Develop a suite of scripts to test your implementation in both the failure-free case and in the case where a variety of failures occur. Here are some examples:

join, elect, advertise, join, re-advertise: One node starts, it is elected the leader and it advertises a list of the one node (itself). A new node joins and the leader advertises a list of two nodes. No key unavailability.
join x 2, elect, advertise: Two nodes start, one is elected a leader, the leader advertises a list of the two nodes. No key unavailability.
join x 3, elect, leader-fail, elect, advertise: Three nodes start, one is elected a leader, the leader advertises a list of the three nodes. The elected leader fails, a new node is elected a leader, and the new leader advertises a list of the two remaining active nodes. No key unavailability.
join x 3, elect, advertise, non-leader-fail, re-advertise: Three nodes start, one is elected a leader, the leader advertises a list of the three nodes. A non-leader node fails. The leader advertises a list of remaining two nodes. No key unavailability.
join x 2, elect, advertise, key-fail, re-advertise: Two nodes start, one is elected a leader, the leader advertises a list of the two nodes. Keys used to advertise the nodes are made unavailable by the key-value service and the leader re-advertises the same set of nodes using new keys.

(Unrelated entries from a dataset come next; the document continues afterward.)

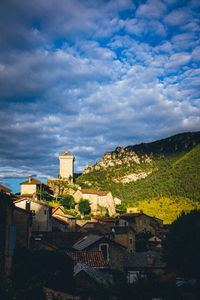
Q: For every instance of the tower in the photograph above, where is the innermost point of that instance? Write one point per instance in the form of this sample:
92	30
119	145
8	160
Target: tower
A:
67	165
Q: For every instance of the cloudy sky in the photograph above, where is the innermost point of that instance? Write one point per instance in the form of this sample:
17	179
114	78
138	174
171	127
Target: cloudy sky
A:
89	75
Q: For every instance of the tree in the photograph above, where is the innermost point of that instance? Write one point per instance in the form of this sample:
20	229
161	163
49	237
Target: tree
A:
84	206
67	201
182	246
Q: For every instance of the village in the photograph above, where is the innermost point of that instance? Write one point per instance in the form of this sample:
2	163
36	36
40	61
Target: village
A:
100	242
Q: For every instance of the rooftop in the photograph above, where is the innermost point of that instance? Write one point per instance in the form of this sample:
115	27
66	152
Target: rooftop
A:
93	259
86	241
93	192
32	181
5	189
140	260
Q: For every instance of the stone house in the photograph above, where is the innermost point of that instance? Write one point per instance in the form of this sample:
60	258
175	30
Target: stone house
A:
154	243
5	189
100	201
62	221
89	279
7	234
124	236
112	251
142	264
96	228
94	259
140	222
32	186
41	213
23	221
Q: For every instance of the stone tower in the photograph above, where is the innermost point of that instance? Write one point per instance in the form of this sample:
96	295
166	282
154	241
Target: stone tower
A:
67	166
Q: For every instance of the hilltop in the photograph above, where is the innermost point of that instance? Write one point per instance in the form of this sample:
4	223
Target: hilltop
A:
168	168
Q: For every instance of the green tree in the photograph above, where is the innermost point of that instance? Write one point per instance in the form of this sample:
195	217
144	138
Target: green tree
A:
67	201
182	246
84	206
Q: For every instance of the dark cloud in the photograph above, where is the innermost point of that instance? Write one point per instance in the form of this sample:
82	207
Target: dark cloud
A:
87	76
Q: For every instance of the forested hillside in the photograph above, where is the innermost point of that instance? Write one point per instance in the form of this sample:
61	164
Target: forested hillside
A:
169	168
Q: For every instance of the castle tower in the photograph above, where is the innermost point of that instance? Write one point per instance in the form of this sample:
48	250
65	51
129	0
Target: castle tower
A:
67	165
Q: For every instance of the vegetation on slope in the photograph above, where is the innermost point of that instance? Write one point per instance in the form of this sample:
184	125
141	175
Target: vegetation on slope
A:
174	168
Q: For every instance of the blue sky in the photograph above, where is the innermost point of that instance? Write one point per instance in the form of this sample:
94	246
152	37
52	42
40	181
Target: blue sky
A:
88	76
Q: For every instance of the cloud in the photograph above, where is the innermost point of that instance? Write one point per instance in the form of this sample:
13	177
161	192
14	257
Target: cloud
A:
88	76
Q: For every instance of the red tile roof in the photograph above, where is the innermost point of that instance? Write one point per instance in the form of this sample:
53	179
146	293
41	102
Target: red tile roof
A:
93	259
93	192
32	181
5	189
97	228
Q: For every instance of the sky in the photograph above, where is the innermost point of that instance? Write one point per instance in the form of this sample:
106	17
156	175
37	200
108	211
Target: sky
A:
86	76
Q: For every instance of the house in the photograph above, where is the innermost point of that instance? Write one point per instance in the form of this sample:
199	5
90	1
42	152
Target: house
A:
51	294
88	278
67	166
62	221
41	213
112	251
33	186
142	264
140	222
124	236
154	243
23	222
62	241
5	189
94	259
7	234
96	228
101	202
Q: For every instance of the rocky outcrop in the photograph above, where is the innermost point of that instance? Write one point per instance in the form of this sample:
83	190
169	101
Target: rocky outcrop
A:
120	157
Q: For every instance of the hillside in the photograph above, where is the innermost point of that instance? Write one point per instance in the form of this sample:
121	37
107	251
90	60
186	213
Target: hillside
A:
166	168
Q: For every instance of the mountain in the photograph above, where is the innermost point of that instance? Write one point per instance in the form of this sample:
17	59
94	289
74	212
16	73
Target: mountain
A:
167	168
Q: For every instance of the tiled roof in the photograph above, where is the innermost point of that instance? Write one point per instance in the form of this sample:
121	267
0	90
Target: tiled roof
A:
25	198
52	294
54	209
62	240
32	181
5	189
104	219
96	228
93	192
86	241
121	229
100	277
141	260
93	259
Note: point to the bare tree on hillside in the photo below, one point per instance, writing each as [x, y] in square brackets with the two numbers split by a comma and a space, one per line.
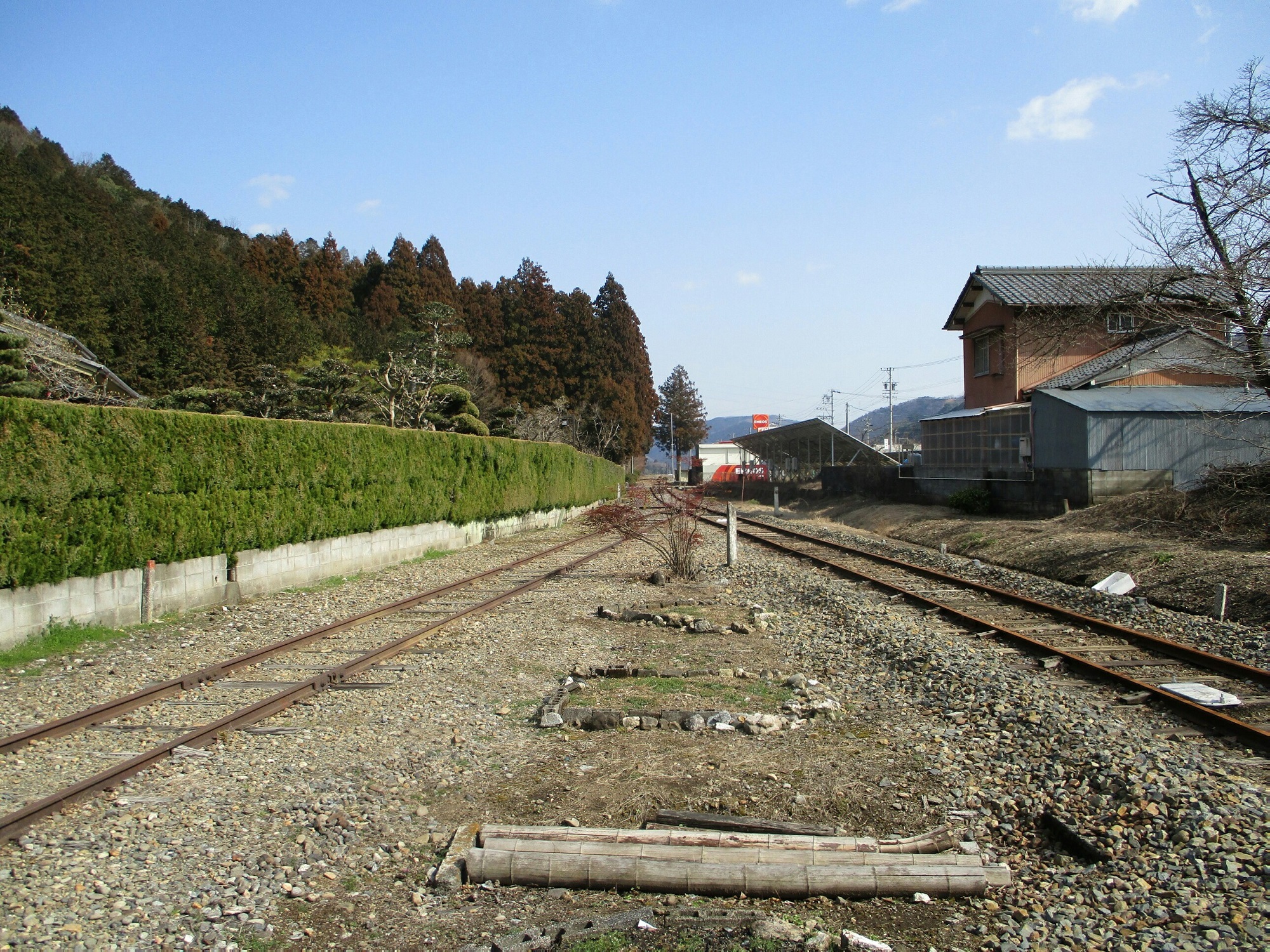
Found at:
[1212, 209]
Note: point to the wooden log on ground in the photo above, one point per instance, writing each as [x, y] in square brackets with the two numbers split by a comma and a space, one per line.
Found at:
[681, 837]
[741, 824]
[759, 880]
[934, 842]
[728, 855]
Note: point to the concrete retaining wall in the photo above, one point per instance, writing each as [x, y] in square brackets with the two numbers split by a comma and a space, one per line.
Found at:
[116, 598]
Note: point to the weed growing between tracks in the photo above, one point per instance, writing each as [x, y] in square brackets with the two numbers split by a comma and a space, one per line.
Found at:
[58, 639]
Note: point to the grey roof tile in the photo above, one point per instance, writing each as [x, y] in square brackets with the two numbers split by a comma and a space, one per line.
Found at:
[1024, 288]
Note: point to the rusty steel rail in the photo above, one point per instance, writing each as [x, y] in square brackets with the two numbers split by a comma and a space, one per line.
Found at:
[1165, 647]
[150, 694]
[1208, 717]
[17, 822]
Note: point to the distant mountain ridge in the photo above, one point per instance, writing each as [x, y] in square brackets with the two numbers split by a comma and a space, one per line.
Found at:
[873, 426]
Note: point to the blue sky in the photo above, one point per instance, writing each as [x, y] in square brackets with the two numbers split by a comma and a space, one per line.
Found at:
[792, 192]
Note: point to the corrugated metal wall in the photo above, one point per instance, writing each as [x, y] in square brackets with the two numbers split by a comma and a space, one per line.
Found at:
[1060, 435]
[1183, 442]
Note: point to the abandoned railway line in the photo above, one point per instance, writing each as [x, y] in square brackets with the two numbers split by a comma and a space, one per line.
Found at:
[365, 643]
[1085, 644]
[318, 827]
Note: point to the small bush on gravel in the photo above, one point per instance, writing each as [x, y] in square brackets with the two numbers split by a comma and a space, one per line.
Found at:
[975, 502]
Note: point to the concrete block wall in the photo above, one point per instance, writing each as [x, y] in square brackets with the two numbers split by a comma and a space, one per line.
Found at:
[115, 598]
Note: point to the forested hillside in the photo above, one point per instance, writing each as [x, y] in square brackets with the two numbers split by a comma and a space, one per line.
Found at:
[172, 299]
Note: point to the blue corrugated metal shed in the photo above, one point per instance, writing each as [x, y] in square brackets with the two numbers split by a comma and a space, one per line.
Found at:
[1164, 399]
[1183, 430]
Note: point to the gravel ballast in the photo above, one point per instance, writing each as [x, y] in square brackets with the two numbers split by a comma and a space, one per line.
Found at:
[321, 836]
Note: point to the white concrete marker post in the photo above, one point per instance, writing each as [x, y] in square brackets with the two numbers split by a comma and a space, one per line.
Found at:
[148, 592]
[732, 534]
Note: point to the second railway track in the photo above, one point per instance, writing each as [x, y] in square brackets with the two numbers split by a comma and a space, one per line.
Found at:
[1133, 659]
[328, 658]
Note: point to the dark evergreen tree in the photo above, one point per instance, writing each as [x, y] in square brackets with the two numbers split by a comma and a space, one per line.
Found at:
[681, 417]
[331, 392]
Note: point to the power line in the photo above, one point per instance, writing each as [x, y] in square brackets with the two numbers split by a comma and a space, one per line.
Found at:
[933, 364]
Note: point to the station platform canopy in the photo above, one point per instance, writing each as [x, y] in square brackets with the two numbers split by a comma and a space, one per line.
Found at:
[803, 449]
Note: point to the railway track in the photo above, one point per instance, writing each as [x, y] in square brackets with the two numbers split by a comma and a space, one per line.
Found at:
[1132, 659]
[276, 677]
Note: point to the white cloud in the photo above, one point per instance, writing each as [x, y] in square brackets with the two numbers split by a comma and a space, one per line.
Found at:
[1102, 11]
[272, 188]
[1061, 115]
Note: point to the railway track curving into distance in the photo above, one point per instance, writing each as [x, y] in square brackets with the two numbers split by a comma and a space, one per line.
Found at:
[1132, 659]
[288, 675]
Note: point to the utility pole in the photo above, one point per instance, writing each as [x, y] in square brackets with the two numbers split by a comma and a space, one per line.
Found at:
[674, 458]
[890, 387]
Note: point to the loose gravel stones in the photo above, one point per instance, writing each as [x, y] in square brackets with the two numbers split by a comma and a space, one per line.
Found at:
[331, 817]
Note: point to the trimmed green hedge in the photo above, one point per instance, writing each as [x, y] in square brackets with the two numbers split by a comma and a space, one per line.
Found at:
[87, 491]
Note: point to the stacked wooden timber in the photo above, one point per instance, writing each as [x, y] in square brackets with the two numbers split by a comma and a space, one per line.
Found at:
[726, 864]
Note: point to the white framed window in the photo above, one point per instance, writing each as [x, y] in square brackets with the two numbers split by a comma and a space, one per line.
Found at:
[982, 356]
[1120, 323]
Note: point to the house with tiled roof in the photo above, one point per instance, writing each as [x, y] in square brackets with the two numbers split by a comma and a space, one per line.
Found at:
[1088, 383]
[1023, 328]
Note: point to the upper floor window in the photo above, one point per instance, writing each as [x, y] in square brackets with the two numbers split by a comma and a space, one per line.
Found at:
[982, 356]
[1120, 323]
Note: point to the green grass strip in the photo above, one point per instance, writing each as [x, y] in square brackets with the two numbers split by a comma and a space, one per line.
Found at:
[59, 639]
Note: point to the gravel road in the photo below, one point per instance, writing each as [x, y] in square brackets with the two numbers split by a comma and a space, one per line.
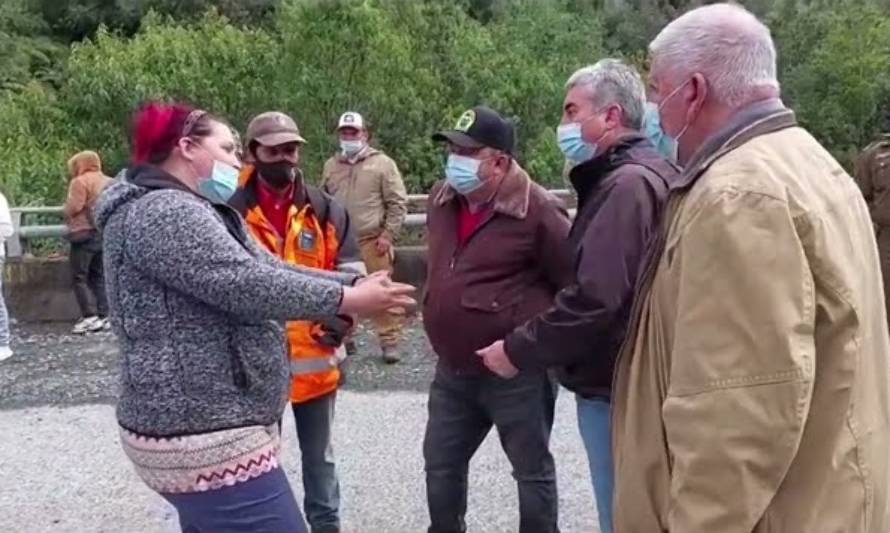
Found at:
[63, 469]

Make sure that the code you hand in does not generate any stdout/stderr output except the specified output above. We rely on this output in marking your solutions.

Rough grading scheme

Approximate percentages for different aspects of the solution:

25%: Solution has working leader election and nodes advertisement algorithms that work without node failures and without key unavailability.
25%: Solution handles node failures (including leader failures).
10%: Solution handles nodes that restart (rejoin with identical IDs).
30%: Solution handles key unavailability.
10%: The writeup cogently describes the design and how it meets the requirements set out above.

Make sure to follow the course collaboration policy and refer to the assignments instructions that detail how to submit your solution.